Last week, I wrote about DIY illusions, and I feel like I have to come clean. Roxanne’s comment reminded me that it’s nearly impossible to discuss DIY culture and not mention weddings. I did it, though—I churned out the whole piece without mentioning the “W” word once. As it turns out, my fiancé and I are awash in the final weeks of planning our wedding. Although the topic is at the forefront of my mind, I thought I’d do this space a favor and leave all of that wedding business out. I figured there’s already enough (and perhaps too much) internet real estate devoted to the chiffon/taffeta/burlap/mason jar dream of getting hitched with all the trimmings.

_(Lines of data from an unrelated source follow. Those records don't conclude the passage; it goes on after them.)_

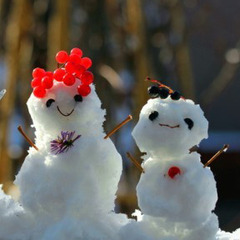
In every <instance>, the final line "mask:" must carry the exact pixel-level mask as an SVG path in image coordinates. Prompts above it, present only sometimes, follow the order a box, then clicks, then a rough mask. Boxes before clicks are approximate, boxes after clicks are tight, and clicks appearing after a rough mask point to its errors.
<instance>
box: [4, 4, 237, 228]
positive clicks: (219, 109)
mask: <svg viewBox="0 0 240 240" xmlns="http://www.w3.org/2000/svg"><path fill="white" fill-rule="evenodd" d="M239 10H240V1H236V0H228V1H224V0H0V89H3V88H6V90H7V93H6V94H5V96H4V98H3V100H1V102H0V182H1V183H4V188H5V190H6V191H12V181H13V180H14V176H15V175H16V174H17V172H18V170H19V168H20V167H21V164H22V163H23V161H24V158H25V156H26V155H27V149H28V147H29V146H28V144H27V143H26V142H25V141H24V139H23V138H22V136H21V135H20V134H19V133H18V131H17V126H18V125H22V126H23V128H24V130H25V132H26V133H27V134H28V135H29V136H30V137H31V138H32V139H34V129H33V128H31V127H30V126H31V119H30V116H29V114H28V111H27V108H26V101H27V99H28V97H29V95H30V93H31V87H30V82H31V79H32V77H31V71H32V69H33V68H35V67H43V68H45V69H47V70H53V69H55V68H56V62H55V54H56V53H57V52H58V51H59V50H62V49H64V50H67V51H69V50H70V49H71V48H73V47H80V48H81V49H83V51H84V54H85V56H89V57H91V58H92V60H93V67H92V68H91V70H92V71H93V73H94V74H95V83H96V87H97V92H98V95H99V97H100V99H101V101H102V103H103V107H104V108H106V109H107V116H106V122H105V130H106V131H107V132H108V131H110V130H111V129H112V128H113V127H114V126H115V125H116V124H117V123H119V122H120V121H122V120H123V119H125V118H126V117H127V115H128V114H132V115H133V117H134V121H132V122H130V123H128V124H127V125H126V126H124V127H123V128H122V129H121V130H120V131H119V132H118V133H117V134H115V135H114V136H113V137H112V140H113V141H114V143H115V144H116V147H117V149H118V151H119V152H120V153H121V155H122V157H123V164H124V172H123V176H122V179H121V182H120V184H119V190H118V198H117V204H116V210H117V211H120V212H125V213H127V214H129V215H130V214H131V213H132V212H133V211H134V209H135V208H137V200H136V195H135V186H136V184H137V182H138V179H139V177H140V172H139V171H138V170H137V169H136V168H135V167H134V166H133V165H132V163H130V162H129V160H128V159H127V158H126V152H127V151H130V152H131V153H132V154H133V155H134V156H135V157H136V158H137V159H138V160H139V162H140V161H141V159H140V153H139V152H138V150H137V147H136V145H135V143H134V141H133V139H132V137H131V131H132V129H133V127H134V125H135V123H136V121H137V120H138V114H139V111H140V109H141V107H142V106H143V105H144V104H145V103H146V101H147V99H148V96H147V87H148V86H149V83H147V82H145V81H144V79H145V77H146V76H150V77H151V78H154V79H158V80H160V81H162V82H163V83H165V84H168V85H170V86H171V87H172V88H173V89H175V90H178V91H180V92H181V93H182V94H183V95H184V96H185V97H186V98H191V99H193V100H194V101H196V102H197V103H200V105H201V107H202V108H203V110H204V112H205V115H206V117H207V119H208V120H209V123H210V128H209V138H208V139H207V140H204V141H203V142H202V143H201V145H200V153H201V154H202V161H203V162H206V161H207V160H208V159H210V158H211V156H213V155H214V154H215V153H216V152H217V151H218V150H219V149H220V148H222V146H223V144H225V143H228V144H230V149H229V150H228V152H227V153H225V154H223V155H221V157H219V158H218V160H216V161H215V162H213V163H212V164H211V169H212V170H213V172H214V175H215V178H216V181H217V187H218V193H219V201H218V203H217V207H216V213H217V215H218V216H219V221H220V226H221V228H222V229H224V230H228V231H232V230H234V229H236V228H239V227H240V112H239V103H240V68H239V66H240V65H239V64H240V21H239ZM203 208H204V206H203Z"/></svg>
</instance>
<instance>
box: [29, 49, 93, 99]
mask: <svg viewBox="0 0 240 240" xmlns="http://www.w3.org/2000/svg"><path fill="white" fill-rule="evenodd" d="M82 56H83V52H82V50H81V49H79V48H73V49H72V50H71V52H70V54H68V53H67V52H66V51H59V52H58V53H57V54H56V57H55V59H56V61H57V63H58V68H57V69H56V70H55V71H54V72H50V71H48V72H46V71H45V70H44V69H42V68H35V69H34V70H33V71H32V77H33V80H32V82H31V86H32V88H33V94H34V96H35V97H37V98H44V97H45V96H46V94H47V90H49V89H51V88H52V87H53V84H54V81H57V82H63V83H64V84H65V85H66V86H72V85H74V84H75V82H76V79H77V78H78V79H80V80H81V84H80V85H79V86H78V87H77V91H78V93H79V94H80V95H81V96H82V97H86V96H87V95H89V94H90V92H91V88H90V86H89V85H90V84H91V83H92V82H93V80H94V75H93V73H92V72H90V71H88V70H87V69H88V68H90V67H91V66H92V60H91V59H90V58H88V57H82Z"/></svg>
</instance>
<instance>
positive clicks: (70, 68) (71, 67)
mask: <svg viewBox="0 0 240 240" xmlns="http://www.w3.org/2000/svg"><path fill="white" fill-rule="evenodd" d="M65 69H66V71H67V72H68V73H72V74H73V73H75V66H74V64H73V63H72V62H67V63H66V65H65Z"/></svg>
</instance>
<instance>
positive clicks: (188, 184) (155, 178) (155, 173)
mask: <svg viewBox="0 0 240 240" xmlns="http://www.w3.org/2000/svg"><path fill="white" fill-rule="evenodd" d="M173 166H176V167H178V168H179V169H180V170H181V174H180V175H176V176H175V177H174V179H172V178H170V177H169V176H168V171H169V169H170V168H171V167H173ZM143 168H144V170H145V173H144V174H142V175H141V178H140V181H139V183H138V185H137V196H138V203H139V207H140V209H141V210H142V212H143V213H144V214H147V215H150V216H155V217H164V218H166V219H167V220H170V221H173V220H174V221H176V222H185V223H187V224H189V226H190V225H194V224H196V225H198V224H200V223H202V222H205V221H206V219H207V218H208V217H209V215H210V214H211V212H212V210H213V209H214V208H215V204H216V201H217V190H216V182H215V180H214V176H213V173H212V172H211V170H210V169H209V168H203V165H202V163H201V162H200V157H199V154H197V153H192V154H188V155H184V156H179V158H175V159H172V160H171V161H170V160H169V161H162V162H161V161H159V160H158V159H148V160H147V161H146V162H145V163H144V165H143Z"/></svg>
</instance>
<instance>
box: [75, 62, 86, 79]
mask: <svg viewBox="0 0 240 240" xmlns="http://www.w3.org/2000/svg"><path fill="white" fill-rule="evenodd" d="M85 71H86V68H85V67H84V66H82V65H80V64H78V65H76V66H75V74H76V76H77V77H78V78H80V77H81V76H82V74H83V73H84V72H85Z"/></svg>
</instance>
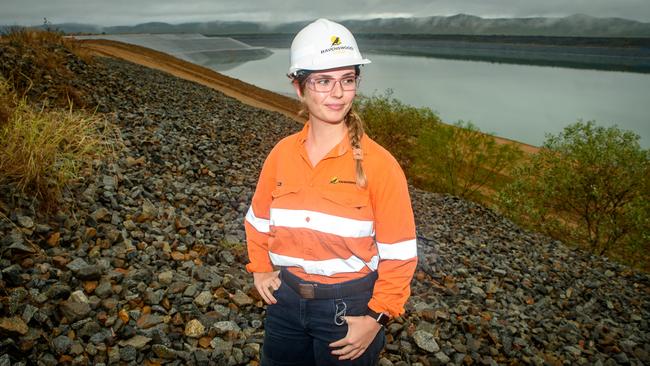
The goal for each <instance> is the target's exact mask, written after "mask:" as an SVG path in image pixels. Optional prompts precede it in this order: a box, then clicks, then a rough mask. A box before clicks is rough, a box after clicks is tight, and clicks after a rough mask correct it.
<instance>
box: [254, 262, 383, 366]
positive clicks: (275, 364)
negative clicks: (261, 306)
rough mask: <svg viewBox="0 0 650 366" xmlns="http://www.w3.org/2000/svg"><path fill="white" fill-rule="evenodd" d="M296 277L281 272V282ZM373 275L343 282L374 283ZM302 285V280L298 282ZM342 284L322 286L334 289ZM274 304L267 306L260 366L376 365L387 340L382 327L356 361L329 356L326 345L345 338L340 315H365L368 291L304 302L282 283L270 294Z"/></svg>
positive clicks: (291, 288) (343, 321) (290, 274)
mask: <svg viewBox="0 0 650 366" xmlns="http://www.w3.org/2000/svg"><path fill="white" fill-rule="evenodd" d="M285 276H293V277H295V275H293V274H291V273H289V272H288V271H286V270H282V271H281V272H280V280H282V278H283V277H285ZM375 279H376V277H375V276H366V277H364V278H361V279H358V280H353V281H349V282H346V283H345V284H350V283H358V282H360V281H373V282H374V281H375ZM300 281H301V282H302V283H306V282H305V281H302V280H300ZM341 285H342V284H335V285H323V284H319V287H323V286H331V287H334V288H337V286H339V287H340V286H341ZM273 296H275V298H276V300H277V301H278V302H277V303H276V304H273V305H268V307H267V310H266V320H265V333H264V345H263V346H262V355H261V360H262V366H275V365H301V366H302V365H377V364H378V361H379V352H381V350H382V349H383V348H384V343H385V341H386V338H385V335H384V329H383V328H382V329H381V330H380V331H379V332H378V333H377V336H376V337H375V339H374V340H373V341H372V343H371V344H370V345H369V346H368V349H366V351H365V352H364V353H363V355H361V356H360V357H359V358H357V359H355V360H353V361H350V360H343V361H339V360H338V356H335V355H332V354H331V352H332V351H333V348H330V347H329V344H330V343H332V342H335V341H338V340H339V339H342V338H345V336H346V334H347V331H348V326H347V324H346V323H345V322H344V321H343V320H342V319H341V316H361V315H365V314H366V310H367V308H368V301H370V298H371V297H372V286H370V290H367V291H360V292H359V293H357V294H355V295H352V296H347V297H343V298H336V299H311V300H307V299H303V298H302V297H300V295H299V294H298V293H296V292H295V291H294V290H293V289H292V288H291V287H289V286H288V285H286V284H285V283H284V281H282V285H281V286H280V288H279V289H278V290H276V291H275V292H274V293H273Z"/></svg>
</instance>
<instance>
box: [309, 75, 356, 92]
mask: <svg viewBox="0 0 650 366" xmlns="http://www.w3.org/2000/svg"><path fill="white" fill-rule="evenodd" d="M337 82H338V83H339V84H341V88H342V89H343V90H346V91H353V90H356V89H357V86H358V85H359V78H358V77H356V76H350V77H345V78H343V79H331V78H315V79H309V81H308V83H307V85H308V86H309V89H311V90H313V91H316V92H319V93H329V92H331V91H332V89H334V86H335V85H336V83H337Z"/></svg>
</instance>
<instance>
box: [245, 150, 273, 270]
mask: <svg viewBox="0 0 650 366" xmlns="http://www.w3.org/2000/svg"><path fill="white" fill-rule="evenodd" d="M275 164H276V163H275V159H274V154H273V151H271V153H270V154H269V156H268V157H267V158H266V161H265V162H264V166H263V167H262V172H261V173H260V177H259V180H258V182H257V188H256V189H255V194H254V195H253V200H252V202H251V206H250V208H249V209H248V213H247V214H246V219H245V220H244V227H245V229H246V244H247V249H248V259H249V261H250V263H248V264H247V265H246V270H247V271H248V272H271V271H273V265H272V263H271V260H270V259H269V252H268V242H269V224H270V221H269V219H270V206H271V201H272V196H271V192H272V191H273V189H275V184H276V183H275V171H276V166H275Z"/></svg>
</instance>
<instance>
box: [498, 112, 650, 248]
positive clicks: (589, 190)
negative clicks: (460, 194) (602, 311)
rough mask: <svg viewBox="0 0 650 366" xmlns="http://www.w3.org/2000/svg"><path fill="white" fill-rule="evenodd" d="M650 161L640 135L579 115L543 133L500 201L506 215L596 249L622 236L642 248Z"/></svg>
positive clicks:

If you’ll allow me, though, I’d like to reflect a bit further on DIY culture, a trend that has both fascinated and bewildered me as we’ve navigated the wedding planning process since our engagement in March. Much of our wedding is “DIY,” in the sense that we’re doing it ourselves. The only professional we’ve hired is a photographer, so many of the logistical and material aspects of the day will be created and executed by ourselves or our loved ones. But this isn’t what I mean at all when I use the letters “D-I-Y.”
DIY culture, I think, is a pervasive sense that the material aspects of a wedding, or a home, or a life, for that matter, are only special and meaningful when they are crafted and personalized and customized by oneself, for oneself. There's certainly something special about the things we make ourselves, but the pressure to create-your-own everything can sometimes be overwhelming. Perhaps this anxiety is fueled by our overexposure to the intimate details of the lives of others and a resulting desire to differentiate ourselves.
Weddings are such a common life cycle event, but after you’ve ogled wedding blog photos from around the world, followed by a healthy dose of your 500 favorite Facebook friends’ weddings, “common” takes on a whole new meaning. It’s hard not to wonder whether there is anything new under the sun.
I went to a talk this weekend by Austin Kleon, author of Steal Like an Artist, and I couldn’t help but apply his perspective on creativity more broadly to weddings and other aspects of life too (I hope he doesn’t mind!). The idea is simply to get comfortable with the idea that nothing is completely original. Our creative works (and our homes and our weddings) are composites of the objects and the people and the ideas that have come before us.
This approach isn’t meant to be depressing, but rather freeing. What’s different and special each time a new poem is written, or a new couple gets married, is simply the remix of influences and the presence of the individuals themselves who are creating or transitioning or moving through life, like those who’ve gone before them. That’s all, and that’s enough.
Sometimes I’ve wondered in the past few months whether we’re doing enough to make our wedding feel personal or unique. We haven’t managed to cover anything in burlap or chalkboard paint (yet?), because we’re too busy arranging basic things, like matching up the number of chairs with the number of tushes. I’m relieved to be reminded, though, that everything we’re doing has been done before. What’s different this time is simply that we’re the ones doing it, together.